Temat: Co sądzicie o biciu dzieci?

Co o tym sądzicie? Czy podniosłybyście rękę na własne dziecko? Czy jak by Wasz mąż podniósł rękę na wasze dziecko to czy zareagowałybyście? Albo czy same może wychowałyście się w rodzinie, gdzie Wasz ojciec, lub matka podnosili czasem na Was, lub Wasze rodzeństwo rękę?

Ja osobiście sądzę, że to jest CHORE i, że  na dziecko powinno się wpływać rozmową, a nie siłą.

junes napisał(a):

przyznam jednak, że wczoraj, kiedy siedziałam w przychodni i jakaś dziewczynka darła się na całe gardło, przez dwie godziny ciągiem śpiewając, czym przeszkadzała innym ludziom - a moim zdaniem dziecko może rozrabiać, jeśli to przeszkadza mnie czy najbliższej rodzinie, ale nie innym ludziom - bo niby z jakiej racji innym ma uprzykrzać życie - miałam ochotę podejść do matki i powiedzieć, że jeśli nie radzi sobie ze swoim dzieckiem, to przynajmniej powinna je zabrać z miejsca, w którym przeszkadza innym. .

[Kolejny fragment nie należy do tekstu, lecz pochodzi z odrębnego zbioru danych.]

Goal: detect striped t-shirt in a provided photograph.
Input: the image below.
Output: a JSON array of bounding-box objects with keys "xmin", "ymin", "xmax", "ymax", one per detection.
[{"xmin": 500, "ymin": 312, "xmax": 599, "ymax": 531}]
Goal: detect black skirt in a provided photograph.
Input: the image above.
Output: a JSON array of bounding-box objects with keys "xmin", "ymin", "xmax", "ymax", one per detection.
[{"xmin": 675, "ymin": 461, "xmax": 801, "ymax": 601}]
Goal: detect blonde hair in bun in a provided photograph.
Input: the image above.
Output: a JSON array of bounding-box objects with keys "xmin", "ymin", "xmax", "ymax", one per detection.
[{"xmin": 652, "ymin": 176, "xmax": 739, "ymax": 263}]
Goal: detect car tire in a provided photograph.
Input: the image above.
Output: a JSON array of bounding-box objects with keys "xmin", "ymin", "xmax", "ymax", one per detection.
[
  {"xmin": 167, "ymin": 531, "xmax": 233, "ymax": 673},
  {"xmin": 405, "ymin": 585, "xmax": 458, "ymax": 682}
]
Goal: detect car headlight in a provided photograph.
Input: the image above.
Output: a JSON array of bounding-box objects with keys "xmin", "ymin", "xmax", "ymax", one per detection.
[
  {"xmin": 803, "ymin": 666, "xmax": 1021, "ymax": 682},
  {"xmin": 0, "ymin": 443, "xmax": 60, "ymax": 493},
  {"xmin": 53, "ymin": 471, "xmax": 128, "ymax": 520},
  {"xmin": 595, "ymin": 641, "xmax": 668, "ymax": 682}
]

a nie uważasz, ze w takiej sytuacji matka powinna wziąć tej dziewczynce do przychodni jakieś malowanki, kredki, flamastry, zabawki czy książeczki i po prostu ją zająć? pomyśl, jak Ty się nudziłaś czekając na swoją kolej, a co dopiero takie małe dziecko. nie klaps, nie zabranie dziecka tylko nauczenie, jak powinno się zachowywać.
nie mam nic przeciwko, ale stosowane w wyjatkowych przypadkach, jak dziecko zachowa sie karygodnie albo np ostro bedzie pyskować. ja dostałam kilka razy po dupie jak byłam mała i jakoś wielce pokrzywdzona nie jestem, zanurzeń i innych pierdół z tego tytułu nie mam. nie wyobrazam sobie np zebym nie klepnela dziecka w dupsko np gdyby w sklepie darł mi się  wniebogłosy, że chce tą zabawkę i koniec. a tu czasem były takie tematy"moje dziecko cos tam, co ja mam biedna robic" ja jak przegiełam dostałam klapsa, ponieważ pobolało, nie robiłam tego znowu, bo nie chciałam, żeby znów bolało. nie uważam, żeby to było barbarzyństwo. dzieciak czasem po prostu zasługuje na porządnego klapsa.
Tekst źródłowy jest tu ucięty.